In contrast, the test results found an indirect effect of intrinsic motivation through perceived ease of use and perceived usefulness of intention to use. This is shown in Table 5 which displays the Result of Indirect Effect Test analysis. The effect of intrinsic motivation on intention to use through perceived ease of use has a t-count value of 2.84, which means > 1.64. Meanwhile, the influence of intrinsic motivation on intention to use through perceived usefulness has a t-value of 5.66, which also means > 1.64. This result shows the ease and usefulness felt by Bank Kalsel employees in using the application and the available web linking the sense of enjoyment they feel with their intention to access the application and the web as a form of receiving the digitalization process at Bank Kalsel. It is also in line with with former TAM research (Balog, 2015; Koenig-Lewis et al., 2015; Sun, 2008).

Table 5.

Result of indirect effect test.

Path t-value t-table (critical value) Path coefficient
R-square Hypothesis conclusion
Direct Total Effect Indirect
IM → PEU → IU 2,84 1,64 0,15 0,89 0,79 ∗ 0,18 = 0,14 0,29 Accepted
IM → PU → IU 5,66 1,64 0,15 0,30 0,88 ∗ 0,54 = 0,48 0,633 Accepted

5.1. Implication for manager

The results of this study provide enough evidence that shows Bank Kalsel employees have a high acceptance of the use of websites and applications available in the digitalization process carried out in Bank Kalsel. In addition, Bank Kalsel employees also showed a sense of enjoyment in technology adoption through websites and applications available in their work. Furthermore, Bank Kalsel employees show acceptance in the digitalization process at Bank Kalsel has the ease of use and usefulness benefits for their performance. It shows that the employees of Bank Kalsel have positive acceptance with digitalization.

This study also recommends that Bank Kalsel's policies in this regard be directed to increase the value obtained from digitalization in completing work tasks, for example by increasing accessibility, security, and economic benefits obtained from digitalization policies undertaken. In addition, the Bank Kalsel needs to make alternatives aimed at facilitating employees and promoting a work environment that is easily adaptable to change.

The results of this study can be used as a recommendation by the company's management regarding the influence of intrinsic motivation, perceived ease of use, perceived usefulness towards the intention to use a technology system in the company. This can influence companies in the industrial sector by providing encouragement or inspiration to focus on performance, fostering the belief that using information technology will reduce certain workloads (not making excessive effort), assisting users in completing work more efficiently, and influencing the company. to generate interest in adopting a system and using new technology. In the end, it will show changes in the value of the performance received and the incentives earned.

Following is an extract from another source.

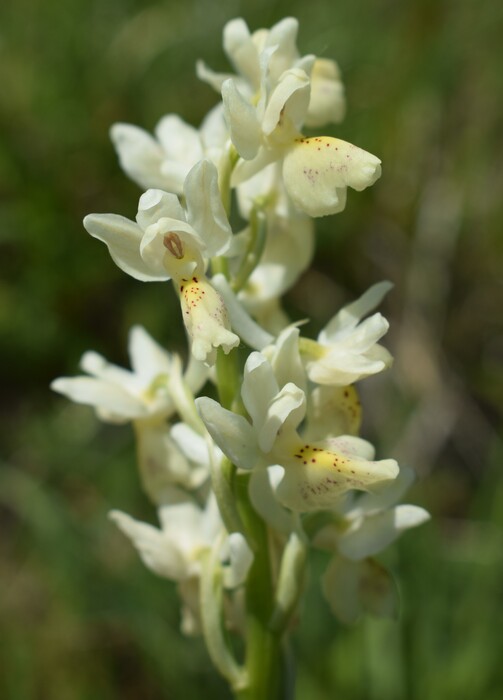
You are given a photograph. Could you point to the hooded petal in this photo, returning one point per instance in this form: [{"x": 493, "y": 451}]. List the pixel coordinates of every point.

5.2. Implication for researcher

This research is directed to identify and investigate the acceptance of Bank Kalsel employees in using the application and the web as a means of completing tasks and assessing performance in the digitalization process at the Bank Kalsel. This shows that all study steps are adjusted to the context of the Bank Kalsel and cannot be equated with systems and research in other contexts. Furthermore, future research can investigate other factors that become external variables in the construction of TAM. In addition, longitudinal research designs might provide better conclusions in TAM construction.

6. Conclusion

This study attempts to get an understanding of how employees are prepared for digitalization policies implemented in Bank Kalsel. In the end it can be seen that the staff of Bank Kalsel staff have high intention to use digitalization conducted at Bank Kalsel. Because through the intention to use employees of Bank Kalsel can foster interest in continuing to participate or take part in a particular system. It can also test employees in using applications and websites to complete their work tasks. Intention to use in this study also leads to seeing the intensity of employees in viewing and observing the results of their performance appraisals, reports on work progress, and daily information developments available in the application and website of Bank Kalsel. Indirectly, digitalization can simplify a business process and measure the performance of employees of Bank Kalsel staff. Through the implementation of digitalization, it will change the work patterns and procedures of Bank Kalsel employees from what they usually do. In addition, through the digitalization of the Bank Kalsel, it is considered that it will provide significant efficiency. This can happen because when there is a change in work processes to accommodate an increase in efficiency, the resistance to change will decrease. Trying something new becomes a trigger for enthusiasm.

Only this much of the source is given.